Tal cotejo se revelou fundamental, na medida em que as edições existentes apresentam problemas seriíssimos: substituição inexplicável de palavras, como em "Você está já com as manhas das moças da Corte", transformado em "Você está já com as manchas das moças da Corte"; ou "iria à China, com ele, a uma ilha deserta e inóspita...", transformado em "iria à China, com ele, a uma ilha deserta e inabitada..."; ou ainda como o que ocorre com o verbo "concertar" ("harmonizar", "ajeitar"), frequentemente modificado para "consertar" ("reparar algo quebrado, rasgado, danificado"). Disto procurou-se dar conta em links, que, nesta edição - o leitor notará - não se restringem às citações e alusões histórico-literárias e à toponímia, tratando de casos mais propriamente linguístico-filológicos.

Anotaram-se também palavras cujo sentido no texto machadiano é diferente do usual no português brasileiro do início do século XXI. Por exemplo: "espiga", no sentido hoje pouco usual de "logro, tapeação"; "cópia", referindo-se a "abundância", "grande quantidade"; "lavatório", designando "móvel com bacia e jarro de água para lavar o rosto e as mãos", ou ainda "recipiente de louça ou ferro esmaltado, usado com a mesma finalidade".
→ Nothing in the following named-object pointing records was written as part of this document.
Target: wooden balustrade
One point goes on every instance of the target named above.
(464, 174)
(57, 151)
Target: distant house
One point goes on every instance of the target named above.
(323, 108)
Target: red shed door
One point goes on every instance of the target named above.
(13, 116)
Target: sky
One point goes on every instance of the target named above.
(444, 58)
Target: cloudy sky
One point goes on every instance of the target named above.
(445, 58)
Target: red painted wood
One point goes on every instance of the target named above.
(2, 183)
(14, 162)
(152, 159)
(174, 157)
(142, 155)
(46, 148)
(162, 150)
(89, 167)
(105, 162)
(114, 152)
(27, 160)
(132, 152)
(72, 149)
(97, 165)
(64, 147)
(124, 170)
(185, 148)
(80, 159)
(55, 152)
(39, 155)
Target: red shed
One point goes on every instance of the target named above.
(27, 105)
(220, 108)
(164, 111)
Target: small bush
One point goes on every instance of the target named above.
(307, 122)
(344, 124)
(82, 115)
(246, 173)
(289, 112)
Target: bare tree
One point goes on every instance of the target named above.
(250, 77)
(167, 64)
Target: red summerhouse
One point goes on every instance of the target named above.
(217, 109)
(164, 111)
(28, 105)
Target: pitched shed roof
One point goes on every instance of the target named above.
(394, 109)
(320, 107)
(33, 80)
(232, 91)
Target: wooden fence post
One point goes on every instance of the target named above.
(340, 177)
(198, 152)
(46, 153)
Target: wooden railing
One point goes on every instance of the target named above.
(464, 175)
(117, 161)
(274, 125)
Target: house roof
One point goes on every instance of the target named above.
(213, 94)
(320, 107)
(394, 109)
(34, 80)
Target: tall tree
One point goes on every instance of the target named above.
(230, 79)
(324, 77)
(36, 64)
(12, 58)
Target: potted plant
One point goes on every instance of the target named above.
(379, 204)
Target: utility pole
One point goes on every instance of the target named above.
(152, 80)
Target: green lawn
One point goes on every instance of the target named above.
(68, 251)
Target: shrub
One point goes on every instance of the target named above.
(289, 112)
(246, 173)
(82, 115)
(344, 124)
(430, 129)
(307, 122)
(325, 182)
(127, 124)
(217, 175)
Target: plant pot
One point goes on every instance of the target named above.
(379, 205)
Expressões hoje em desuso foram igualmente anotadas: "das dúzias" ("de pouco valor", "medíocre"), "ficar a olhar ao sinal" ("ficar a ver navios", ou seja, "ficar em nada", "ficar passivo e impotente diante de uma situação"), "deitar o hábito às urtigas" ("deixar sua posição social"; "libertar-se de amarras").

Usos hoje considerados incorretos foram mantidos, como certas "violências" sintáticas: "fez-lhe perder todo o gosto da profissão", quando o correto seria "fê-lo perder todo o gosto da profissão"; "Custava-me a crer que fosse propósito", quando o correto seria "Custava-me crer que fosse propósito". Exemplo interessante de "erro" machadiano comumente corrigido em edições posteriores, a flexão nominal do advérbio foi aqui mantida: "olhos meios cerrados", "meia delirante". Manteve-se o verbo no modo indicativo em expressões que atualmente demandam subjuntivo: "quem quer que era", "onde quer que estava", "o que quer que era".

Outra peculiaridade da escrita machadiana que foi mantida é o emprego do artigo em "Toda a criança faz versos"; "Toda a gente a conhecia na rua"; "toda a espécie [de pretendentes]" - uso ainda frequente em Portugal, mas evitado no Brasil.

Buscou-se sempre a maior proximidade possível com a publicação original, o que nem sempre tem sido a política de edições posteriores, que tendem a "padronizar" o texto machadiano. Aqui, respeitaram-se todas as oscilações como entre "até o" e "até ao"; "cousa" e "coisa"; "dous" e "dois". Mantiveram-se com a grafia registrada no original palavras que, embora hoje se escrevam de modo diferente, ainda admitem a grafia habitual no século XIX, como "douda".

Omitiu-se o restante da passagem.